Methods  We assayed plasma samples from two published RA cohorts: (1) AA patients in the Consortium for the Longitudinal Evaluation of African-Americans with Early Rheumatoid Arthritis (CLEAR II) and (2) CAU patients from the Treatment of Early Aggressive Rheumatoid Arthritis (TEAR) Trial.  All patients met the revised 1987 American College of Rheumatology classification criteria for RA.  A total of 587 CLEAR and 390 TEAR samples were tested for ANA by indirect immunofluorescence (IIF) and the multiplex bead array (MBA) Bioplex 2200 ANA Screen.  Differences in prevalence between AA and CAU RA patients was assessed using tests of proportions with chi-square and Fisher’s exact tests.   Multivariable logistic regression was used to adjust results for age, sex, body mass index (BMI), modified HAQ, RF and anti-CCP positivity. 

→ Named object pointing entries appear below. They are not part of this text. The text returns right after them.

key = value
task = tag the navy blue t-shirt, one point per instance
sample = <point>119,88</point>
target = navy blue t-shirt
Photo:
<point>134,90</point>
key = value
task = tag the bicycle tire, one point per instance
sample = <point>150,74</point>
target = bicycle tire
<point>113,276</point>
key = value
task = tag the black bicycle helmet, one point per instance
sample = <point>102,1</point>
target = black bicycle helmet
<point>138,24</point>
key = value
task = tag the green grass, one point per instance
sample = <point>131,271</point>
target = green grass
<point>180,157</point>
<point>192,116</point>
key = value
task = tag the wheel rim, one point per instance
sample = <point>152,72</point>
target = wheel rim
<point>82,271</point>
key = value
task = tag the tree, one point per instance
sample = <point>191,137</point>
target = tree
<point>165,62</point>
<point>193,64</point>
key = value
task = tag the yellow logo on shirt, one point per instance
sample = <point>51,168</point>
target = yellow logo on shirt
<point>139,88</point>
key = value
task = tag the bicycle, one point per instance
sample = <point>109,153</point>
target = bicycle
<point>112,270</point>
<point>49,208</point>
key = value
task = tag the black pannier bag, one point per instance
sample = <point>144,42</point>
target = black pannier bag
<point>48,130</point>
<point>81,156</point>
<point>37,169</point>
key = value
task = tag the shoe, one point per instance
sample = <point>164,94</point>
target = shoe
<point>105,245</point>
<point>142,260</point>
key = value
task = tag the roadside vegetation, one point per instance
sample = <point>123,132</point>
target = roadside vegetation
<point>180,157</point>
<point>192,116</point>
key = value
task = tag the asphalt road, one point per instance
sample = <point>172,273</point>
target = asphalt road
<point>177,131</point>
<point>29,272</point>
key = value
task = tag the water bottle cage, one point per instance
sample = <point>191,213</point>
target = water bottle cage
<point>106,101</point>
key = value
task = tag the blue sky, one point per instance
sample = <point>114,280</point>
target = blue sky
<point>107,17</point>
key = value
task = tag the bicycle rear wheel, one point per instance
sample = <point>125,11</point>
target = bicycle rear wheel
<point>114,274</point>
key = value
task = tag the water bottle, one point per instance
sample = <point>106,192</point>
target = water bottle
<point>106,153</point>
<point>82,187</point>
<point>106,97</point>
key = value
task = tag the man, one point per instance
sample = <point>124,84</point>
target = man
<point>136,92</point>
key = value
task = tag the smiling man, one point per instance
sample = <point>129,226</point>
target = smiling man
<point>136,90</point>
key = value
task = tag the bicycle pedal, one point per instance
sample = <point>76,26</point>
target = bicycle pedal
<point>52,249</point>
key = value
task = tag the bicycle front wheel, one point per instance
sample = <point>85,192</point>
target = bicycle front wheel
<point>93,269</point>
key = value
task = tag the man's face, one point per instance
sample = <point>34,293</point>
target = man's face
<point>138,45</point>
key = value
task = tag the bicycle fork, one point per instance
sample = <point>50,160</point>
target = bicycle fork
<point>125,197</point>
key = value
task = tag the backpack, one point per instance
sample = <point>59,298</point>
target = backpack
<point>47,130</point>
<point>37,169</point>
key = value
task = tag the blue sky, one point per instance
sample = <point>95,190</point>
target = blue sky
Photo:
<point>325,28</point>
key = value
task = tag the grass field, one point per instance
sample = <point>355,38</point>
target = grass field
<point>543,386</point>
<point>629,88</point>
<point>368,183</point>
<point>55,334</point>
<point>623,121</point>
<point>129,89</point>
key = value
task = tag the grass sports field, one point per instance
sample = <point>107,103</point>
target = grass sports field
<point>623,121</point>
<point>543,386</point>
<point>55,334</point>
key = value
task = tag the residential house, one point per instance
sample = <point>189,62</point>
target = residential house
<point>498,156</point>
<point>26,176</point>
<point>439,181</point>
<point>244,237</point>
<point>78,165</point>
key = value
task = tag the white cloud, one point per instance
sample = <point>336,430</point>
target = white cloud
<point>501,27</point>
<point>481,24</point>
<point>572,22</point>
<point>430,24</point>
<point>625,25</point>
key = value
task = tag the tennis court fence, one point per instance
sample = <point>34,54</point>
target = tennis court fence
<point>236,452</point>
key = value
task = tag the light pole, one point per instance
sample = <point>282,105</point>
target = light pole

Results  ANA by IIF was positive (≥ 1:80) significantly more frequently in AA RA patients (187/587 or 32%) compared with CAU RA patients (65/390 or 17%, p<0.001).  The pattern of nuclear staining among patients with a positive ANA significantly differed by racial/ethnic group (p<0.001), with AA RA patients having higher frequencies of speckled staining (64% vs. 46%; p=0.01) where as CAU RA patients had higher frequencies of nucleolar staining (10% vs. 3%; p=0.03).  Anti-SSA was detected in twice as many AA RA patients (80/587 or 14% vs. 22/390 or 6%, p<0.001). Systemic lupus associated antibodies (anti-Sm, anti-RNP, anti-Sm/RNP, and anti--chromatin) were also higher in this population (see Table 1). Higher prevalence of ANA and anti-SSA remained significant (p<0.001) after adjustment. In the AA RA patients, logistic regression showed only RF was associated with ANA and anti-SSA without previous TNF use or disease duration significant.

Conclusion We found that the prevalence of ANA, anti-SSA, and other CTD associated autoantibodies is higher in AA RA patients than in a CAU RA cohort. The increase in ANA prevalence is greater than the published difference in ANA by race (15% vs. 3%) and suggests the existence of a meaningful serological subset of AA RA patients beyond the currently recognized serologic subsets identified by RF and anti-CCP antibodies.